Hacklopedia of Beasts Volume IV
Hacklopedia of Beasts Volume IV Capsule Review by Charles Phipps on 25/11/01
Style: 4 (Classy and well done)
Substance: 4 (Meaty)
Well worth the money to buy for reading or use.
Product: Hacklopedia of Beasts Volume IV
Author: Jolly R. Blackburn
Page count: 128
Year published: 2001
Comp copy?: no
Capsule Review by Charles Phipps on 25/11/01
Genre tags: Fantasy
The Hacklopedia series is a supplement to the new/old RPG Hackmaster "4th edition" which is new in the fact that is a complete revamping of rules and the "flagship" of Kenzerco as a viable gaming company with it's own line and old in the fact that is effectively another revision of D&D as a rules system. Furthermore it's old because it is a harkening back to First Edition in all it's strange glory with 2nd and 3rd edition combat strategies for an overall superior product for battle.

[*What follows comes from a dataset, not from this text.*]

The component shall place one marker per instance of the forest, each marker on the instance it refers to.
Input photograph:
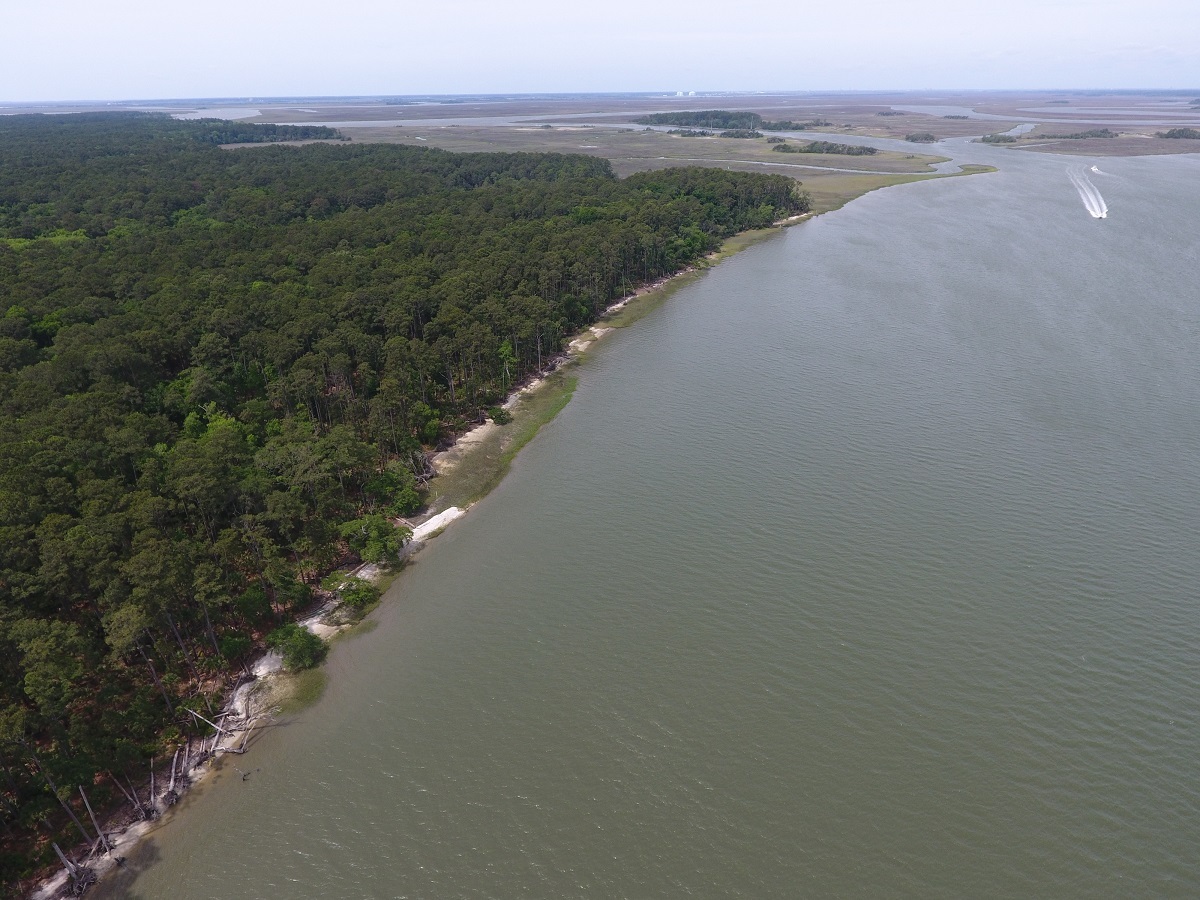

However to be frank a hack'n'slash fest is only as good as it's hack'n'slashees (as opposed to hack'n'slashers). In effect the book like all the Monstrous Compendiums before we learned to take them for granted is about monsters to mess your players over with. The First thing I need to note about the Hacklopedias is whether they are worth the price (20.00 bucks) for what includes many standard AD&D monsters. This I will have to examine with each individual monstrous compendium.
The Hacklopedia of Beasts Volume four covers "Hoar Fox" to Medusa and is quite the interesting book. While the cover seems to show a group of adventurers (5 now in keeping with their tradition of killing one out of every member of the original party of 8 on the cover) battling what appear to be Gnolls. In truth these are the Kangarai who are one of the many interesting and often bizzare monsters inside the Hacklopedia.
The most frequent complaints I've observed about the Hacklopedias is people are afraid that they will either be too expensive as a supplement to the original Monstrous Manuals (containing redundant information) or that they will be "too silly" to be of any viable use in a campaign. This is happily not the case I've observed in my look over this book as it seems to be a perfect mix between humor and seriousness that makes it well worth the 20 dollars invested.
While quite a few "old staples" are present inside the book (Hook Horrors, Hobgoblins, Lycantropes, Medusae) their entries are usually changed. Either abridged so that they don't take up too much space, altered so that to read them is a fun excercise (including origins and variants on a theme), or frankly transformed into something similar but different. They are in my humble opinion not nearly the space waster that was originally predicted.
The new races also include quite a few interesting characters that are plenty serious to insert into a game to mess with your player's. Jungle Terrors, The Impalers, Luck Eaters, Insideous Ichor, and the Horned Rager are quite nasty and very little effort would be required to put them in even the "straightest" D&D game.
Humor monsters do exist and like the dreaded Flumph they are actually a half-way decent insert in a game when your getting bored. Groin leaches, Jackalopes (yes), Invisible Hecklers, and apparent Rocky Horror Picture show opener rejects in the rogue Magic mouths are just a few fun little creations that the folks at Kenzerco has come up with.
Some of the humor is actually so subtle that you may miss it the first time you read through it, the Vile Jabbervock takes a moment to remember Lewis Caroll's jabberwocky to realize the origins of the monstrous critter.
My personal favorite was the revision of the Lamia who are vastly different from their AD&D counterparts and who I intend to insert asap in my campaign. More creatures of Greek debauchery and slavery than standard cannibalistic monsters (though they are that too) it was a nice nod in the direction of First Edition their unabashed revelrys and sensuality.
Please note while the art is good and amusing the rumor that Kenzerco would follow the original D&D artistic standards including mild nudity are incorrect. Being a 'family' publication they are not ready to follow their pattern of gore with a nod towards the horrofying and occasionally quite lovely images of old. Still it isn't anything to sneaze at by any means.
All in all I highly recommend this book.